Which of course, I had already told her - many times. Blur, blur, blur....people, people, people....blow, blow, blow. By the way, all that blowing they tell you to do - and I am totally guilty of having told people for many years that blowing counteracts the urge to push - anyway, all that blowing? It does NOTHING regarding the urge to push. When there is a 9 pound baby headed out of close quarters, there aren't a lot of options. (Right now, I could go into the physiology of this...but that part is a part I am editing.)

I then entered the bargaining phase. I looked at those nurses - and there were MANY of them in there (by now, I'm thinking it was about 1:15 am. For reference, we were eating dinner at 6ish, with not a sign of labor, we left our driveway at 12:30.) anyway - regardless of the time, I looked at those nurses and said - perhaps yelled - "I KNOW you can deliver this baby." RN: "No, honey, we can't." ME: No, I KNOW you can - you cannot trick me. I know it." That went on for a while. Then I started begging some more ME: Get someone in here to deliver the baby. Is there a resident here?" RN: The resident is in a C-section. Keep blowing." Me: Find somebody, the baby is coming now. RN: Keep blowing, bleh, bleh, bleh. Me: "Husband of mine, get down there, no one around here is going to deliver the baby, so you will have to do it. Get down there." He looked a bit startled, so I said "I can talk you through it, let's go." I have never had a clearer moment in my life - I was going to deliver the baby - no questions asked. You have never seen people move as fast in your life as those nurses did when DAD-delivering-the-baby became an option. Next voice I hear is unknown male: " I'm Dr. D. and even though I'm not your doctor, it looks like I am going to deliver your baby. There are a few things I'd like to talk to you about before..." Me: "No talking, I'm pushing." Dr D: "Have we called anesthesia? (Seriously....I mean really? Anesthesia?
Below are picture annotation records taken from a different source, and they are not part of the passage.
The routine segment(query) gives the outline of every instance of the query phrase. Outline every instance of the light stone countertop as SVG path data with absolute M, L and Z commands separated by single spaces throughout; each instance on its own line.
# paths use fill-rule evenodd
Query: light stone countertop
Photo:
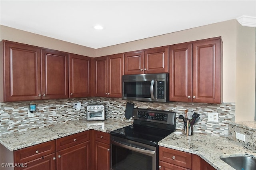
M 159 146 L 196 154 L 215 168 L 234 170 L 223 161 L 220 156 L 252 156 L 256 158 L 256 150 L 233 140 L 222 137 L 196 134 L 192 136 L 169 135 L 158 142 Z
M 49 127 L 15 132 L 0 136 L 0 143 L 10 150 L 15 150 L 89 129 L 108 132 L 132 125 L 129 120 L 73 121 Z M 198 155 L 217 170 L 234 170 L 220 156 L 253 155 L 256 150 L 246 148 L 233 140 L 195 134 L 187 136 L 172 133 L 159 142 L 158 145 Z
M 0 143 L 13 151 L 89 129 L 107 132 L 132 124 L 128 120 L 73 121 L 0 136 Z

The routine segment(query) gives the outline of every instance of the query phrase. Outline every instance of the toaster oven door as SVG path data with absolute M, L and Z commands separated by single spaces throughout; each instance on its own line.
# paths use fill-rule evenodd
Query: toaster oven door
M 103 110 L 87 111 L 87 121 L 105 120 L 105 114 Z

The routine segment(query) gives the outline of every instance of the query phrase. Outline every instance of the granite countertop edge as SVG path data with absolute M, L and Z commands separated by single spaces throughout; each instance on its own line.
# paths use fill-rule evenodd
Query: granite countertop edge
M 256 150 L 224 137 L 195 134 L 172 133 L 158 142 L 159 146 L 196 154 L 218 170 L 234 170 L 220 157 L 247 156 L 256 158 Z
M 10 151 L 39 144 L 70 135 L 93 129 L 108 132 L 133 123 L 130 120 L 72 121 L 42 128 L 16 132 L 0 136 L 0 143 Z M 234 170 L 220 156 L 252 155 L 256 151 L 225 138 L 200 134 L 191 136 L 172 133 L 158 143 L 159 146 L 195 154 L 219 170 Z
M 0 136 L 0 143 L 10 151 L 14 151 L 90 129 L 109 132 L 132 125 L 133 123 L 131 120 L 126 120 L 72 121 L 42 128 L 2 134 Z

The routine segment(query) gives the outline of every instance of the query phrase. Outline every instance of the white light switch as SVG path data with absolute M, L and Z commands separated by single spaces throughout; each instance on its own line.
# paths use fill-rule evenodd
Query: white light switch
M 80 102 L 78 102 L 76 104 L 76 110 L 78 111 L 81 110 L 81 103 Z
M 237 132 L 236 132 L 236 138 L 244 142 L 245 141 L 245 135 Z
M 29 111 L 29 110 L 28 111 L 28 117 L 34 117 L 34 113 L 32 113 Z

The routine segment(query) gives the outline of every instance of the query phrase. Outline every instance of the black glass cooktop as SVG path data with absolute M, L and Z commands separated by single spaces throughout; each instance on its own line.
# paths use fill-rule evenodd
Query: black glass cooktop
M 174 130 L 132 125 L 110 132 L 110 134 L 144 144 L 156 146 L 157 143 Z

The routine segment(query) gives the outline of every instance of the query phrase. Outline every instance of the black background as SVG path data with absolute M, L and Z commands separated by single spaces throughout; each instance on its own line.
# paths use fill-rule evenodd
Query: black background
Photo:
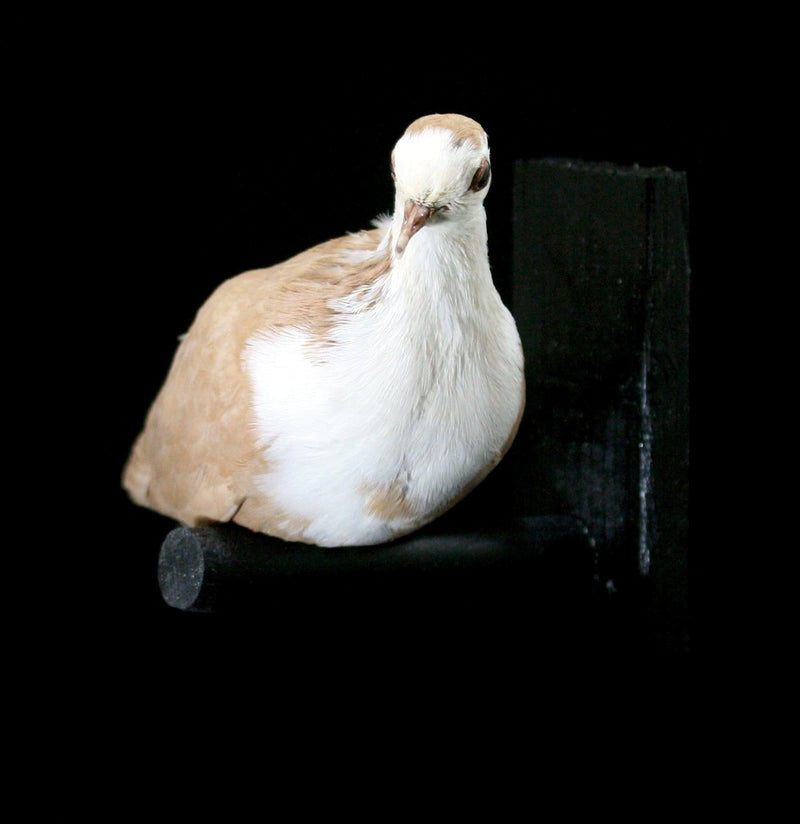
M 302 21 L 119 14 L 94 33 L 81 31 L 86 20 L 65 22 L 69 39 L 52 21 L 45 32 L 40 21 L 19 18 L 25 48 L 11 100 L 20 126 L 12 177 L 23 288 L 33 287 L 32 305 L 45 304 L 36 312 L 53 314 L 63 329 L 47 347 L 47 374 L 60 389 L 35 422 L 50 432 L 40 435 L 36 460 L 46 492 L 31 496 L 28 519 L 46 559 L 46 600 L 59 616 L 43 641 L 71 660 L 80 652 L 137 672 L 153 661 L 185 663 L 200 648 L 219 653 L 245 636 L 269 636 L 273 655 L 313 643 L 307 627 L 300 640 L 292 627 L 244 628 L 166 607 L 155 564 L 171 523 L 131 504 L 119 476 L 177 336 L 214 287 L 367 227 L 392 206 L 389 153 L 408 123 L 455 111 L 489 133 L 490 259 L 507 301 L 515 159 L 687 172 L 693 586 L 698 646 L 713 644 L 705 600 L 713 561 L 701 540 L 711 515 L 697 496 L 715 445 L 698 433 L 708 431 L 704 401 L 717 388 L 710 330 L 734 258 L 722 210 L 734 200 L 729 172 L 744 91 L 726 55 L 710 56 L 719 38 L 677 12 L 661 21 L 659 38 L 615 25 L 594 36 L 596 21 L 584 21 L 592 46 L 563 21 L 554 29 L 538 18 L 509 39 L 508 21 L 496 29 L 469 21 L 445 36 L 406 16 L 386 24 L 386 39 L 386 27 L 370 23 L 367 42 L 331 20 L 315 45 Z M 33 421 L 41 409 L 32 401 L 28 412 Z M 53 434 L 54 418 L 65 422 L 63 436 Z M 498 472 L 475 507 L 494 506 L 508 482 Z M 55 541 L 42 534 L 54 530 Z M 447 643 L 463 646 L 457 628 L 447 633 Z

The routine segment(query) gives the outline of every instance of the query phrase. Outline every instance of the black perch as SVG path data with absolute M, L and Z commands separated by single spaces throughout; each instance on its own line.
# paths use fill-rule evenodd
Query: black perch
M 543 598 L 566 604 L 577 593 L 585 600 L 593 563 L 588 531 L 571 517 L 333 549 L 236 525 L 177 527 L 162 544 L 158 582 L 169 606 L 189 612 L 496 613 L 525 611 Z M 537 580 L 547 581 L 546 591 L 537 593 Z

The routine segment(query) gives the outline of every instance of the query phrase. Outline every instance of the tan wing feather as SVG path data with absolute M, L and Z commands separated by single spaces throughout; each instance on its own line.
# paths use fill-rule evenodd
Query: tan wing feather
M 245 343 L 259 331 L 288 325 L 324 337 L 330 299 L 388 269 L 388 254 L 355 268 L 350 257 L 375 250 L 385 231 L 328 241 L 217 288 L 181 341 L 123 472 L 136 503 L 189 525 L 233 518 L 266 531 L 270 522 L 287 520 L 253 484 L 268 463 L 252 430 Z M 282 537 L 296 538 L 302 526 L 287 523 Z

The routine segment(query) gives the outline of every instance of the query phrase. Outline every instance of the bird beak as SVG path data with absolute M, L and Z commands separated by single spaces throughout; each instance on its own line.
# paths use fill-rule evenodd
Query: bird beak
M 400 237 L 397 239 L 395 250 L 398 255 L 402 255 L 408 241 L 425 225 L 425 222 L 433 214 L 430 206 L 423 206 L 415 200 L 407 200 L 403 212 L 403 226 L 400 229 Z

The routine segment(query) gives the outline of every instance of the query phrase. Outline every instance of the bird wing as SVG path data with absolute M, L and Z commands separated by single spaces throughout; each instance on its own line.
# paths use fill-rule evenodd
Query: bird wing
M 388 268 L 388 252 L 371 254 L 387 230 L 322 243 L 216 289 L 178 346 L 123 471 L 136 503 L 189 525 L 228 521 L 245 503 L 254 509 L 253 479 L 268 464 L 252 427 L 246 342 L 289 325 L 324 335 L 330 299 Z M 268 507 L 258 509 L 263 519 Z

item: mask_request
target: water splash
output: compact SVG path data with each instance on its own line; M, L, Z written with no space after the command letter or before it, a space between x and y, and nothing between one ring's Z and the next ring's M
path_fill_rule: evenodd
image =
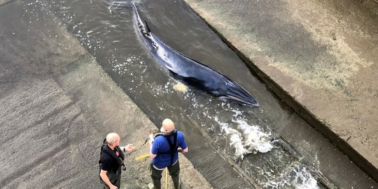
M282 173L278 179L265 184L267 188L318 189L318 182L306 166L297 164L286 172Z
M244 120L233 118L232 122L237 126L232 128L229 123L221 122L217 117L214 117L214 120L225 133L230 146L234 148L235 161L242 160L246 154L267 153L273 148L272 134L265 133L257 125L250 125Z

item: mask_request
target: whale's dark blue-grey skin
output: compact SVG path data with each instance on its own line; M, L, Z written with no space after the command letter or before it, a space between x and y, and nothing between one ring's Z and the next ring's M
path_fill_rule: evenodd
M151 55L175 79L222 99L258 106L258 102L236 82L167 46L150 32L134 3L134 21L139 36Z

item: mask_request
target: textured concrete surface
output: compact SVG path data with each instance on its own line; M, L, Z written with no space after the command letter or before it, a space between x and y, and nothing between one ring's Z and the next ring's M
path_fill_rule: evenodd
M376 1L186 1L273 91L378 180Z
M138 148L122 188L147 188L149 159L134 158L156 127L62 24L24 14L21 1L0 5L0 188L100 188L99 148L116 132ZM180 155L183 188L211 188Z

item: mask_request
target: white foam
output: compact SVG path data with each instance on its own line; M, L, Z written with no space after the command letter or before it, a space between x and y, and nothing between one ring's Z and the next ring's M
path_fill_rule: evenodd
M222 122L216 117L214 118L225 133L230 141L230 146L234 149L235 160L243 160L246 154L267 153L273 148L271 133L263 132L258 126L250 125L245 120L232 118L232 122L237 123L237 127L232 128L228 123Z
M281 175L279 181L271 181L265 184L266 188L290 188L298 189L318 189L318 182L316 179L307 170L306 167L297 165L290 169L295 175L290 176L290 172L284 173Z

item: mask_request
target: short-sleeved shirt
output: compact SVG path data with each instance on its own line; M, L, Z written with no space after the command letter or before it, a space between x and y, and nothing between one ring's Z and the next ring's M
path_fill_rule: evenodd
M174 143L174 135L170 137L171 141ZM155 167L162 169L171 166L171 150L169 148L169 144L167 141L166 136L158 136L155 138L151 153L156 154L156 157L153 159L152 164ZM185 141L183 134L181 132L177 132L177 141L176 144L176 149L181 147L183 149L188 148L186 146L186 141ZM178 159L178 153L177 150L174 152L174 159L172 162L174 163Z
M110 149L110 148L109 148ZM114 152L116 152L117 150L114 148ZM101 169L104 171L113 171L113 173L117 172L120 166L117 162L116 160L108 154L107 153L102 153L101 154Z

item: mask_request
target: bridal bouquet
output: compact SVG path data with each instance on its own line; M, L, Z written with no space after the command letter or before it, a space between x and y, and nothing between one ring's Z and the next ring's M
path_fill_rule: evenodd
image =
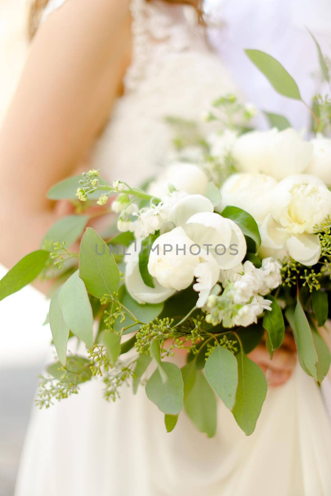
M279 62L247 51L279 92L301 100ZM327 132L330 100L314 104L315 130ZM182 132L176 161L143 189L109 184L93 170L49 192L72 200L76 214L0 281L2 299L57 274L47 321L58 359L41 378L41 408L100 376L106 399L125 383L134 394L143 386L168 432L184 409L212 436L218 396L249 435L267 383L248 355L264 339L272 358L285 332L302 369L322 381L331 361L318 327L331 288L331 140L304 140L274 114L265 131L236 123L253 113L232 95L214 102L207 120L219 121L220 132ZM110 236L85 228L96 202L100 215L118 214ZM75 338L85 352L67 350Z

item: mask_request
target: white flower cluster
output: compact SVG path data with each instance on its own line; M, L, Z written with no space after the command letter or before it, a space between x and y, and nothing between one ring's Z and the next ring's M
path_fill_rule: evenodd
M268 258L262 260L259 269L247 261L243 266L221 271L219 281L224 291L208 297L206 321L213 325L222 322L225 327L256 323L259 315L270 310L271 302L263 297L281 284L281 268L279 262Z

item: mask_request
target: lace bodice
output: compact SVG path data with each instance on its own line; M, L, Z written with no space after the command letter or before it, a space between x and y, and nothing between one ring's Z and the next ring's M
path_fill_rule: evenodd
M44 18L65 1L51 0ZM157 173L171 149L165 118L199 120L213 99L233 92L235 85L193 7L132 0L131 11L132 62L91 166L110 180L136 186Z

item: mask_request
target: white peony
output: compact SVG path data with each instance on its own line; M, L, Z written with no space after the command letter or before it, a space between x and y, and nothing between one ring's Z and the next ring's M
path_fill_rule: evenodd
M305 172L331 186L331 139L319 136L310 142L314 147L313 158Z
M321 245L314 226L331 212L331 192L320 180L306 174L283 180L273 190L270 214L260 228L264 252L285 250L304 265L316 263Z
M238 169L281 180L303 172L313 157L313 145L294 129L253 131L237 140L232 151Z
M259 224L270 212L271 193L276 184L273 178L265 174L233 174L221 188L222 203L216 210L221 212L229 205L239 207Z
M169 184L189 194L204 194L209 180L201 168L194 164L174 162L167 167L157 179L151 183L148 194L162 198L168 193Z

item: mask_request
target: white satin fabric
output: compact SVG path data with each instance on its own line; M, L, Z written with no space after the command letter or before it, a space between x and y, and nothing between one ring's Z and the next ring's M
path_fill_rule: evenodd
M235 85L191 9L133 0L132 11L132 65L93 165L138 184L157 172L169 151L164 116L198 119ZM133 396L125 387L110 404L102 385L84 384L77 396L33 410L15 496L331 494L330 425L318 386L299 367L284 386L268 392L249 437L220 401L212 439L184 412L167 434L143 387Z

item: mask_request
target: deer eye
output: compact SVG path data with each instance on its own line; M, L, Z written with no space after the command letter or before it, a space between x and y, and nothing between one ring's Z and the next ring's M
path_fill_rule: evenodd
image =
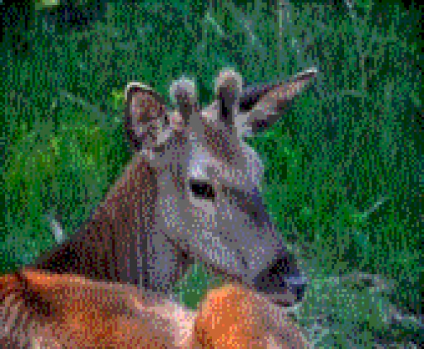
M190 181L190 189L196 199L213 200L215 199L215 191L207 182L192 179Z

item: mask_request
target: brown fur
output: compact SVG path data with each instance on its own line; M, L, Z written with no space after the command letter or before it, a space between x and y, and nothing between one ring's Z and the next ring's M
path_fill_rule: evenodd
M306 348L266 298L237 284L199 311L134 287L23 269L0 277L1 348Z

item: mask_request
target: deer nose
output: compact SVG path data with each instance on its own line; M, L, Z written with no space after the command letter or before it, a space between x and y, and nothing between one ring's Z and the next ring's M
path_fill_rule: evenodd
M255 278L254 287L276 302L288 306L302 301L307 283L308 280L298 270L294 256L286 252Z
What, more people to watch?) Well, I just need to let you know...." Me: "I honestly don't care who you are, I'm pushing this baby out right now, and we're not waiting for anybody." The room was full of people yelling the word BLOW BLOW BLOW - it sounded awful, and all that yelling did not make me blow. Then, beautiful music...."Let her push, I'm here." and MY doctor - or the doctor on call from my practice, I had actually never seen him either - walked in, got himself a gown and gloves,

....hello... baby .... GIRL!

It was awesome. I felt like superwoman. OK, I WAS Superwoman. Flooded with hormones, I felt like Champion of the Universe. If we could bottle that...we'd have a big problem, because we'd have a whole bunch of women trying to run the world at the same time. The Sophisticate herself looked like she had been scrubbed with a Brillo pad. And she had here eyes squished closed and kept them that way for about 3 weeks.

The next day we bought brother up to see the baby. He thought she was fine, and was relatively willing to have his picture made with her - but mostly he was fascinated with the way the hospital bed moved. He had a great afternoon pushing buttons on the bed.

And we went home on the day her induction was scheduled. And the daffodils were blooming. And this year, though not in FULL bloom, I see yellow in the daffodils. And The Sophisticate remains my most special Valentine.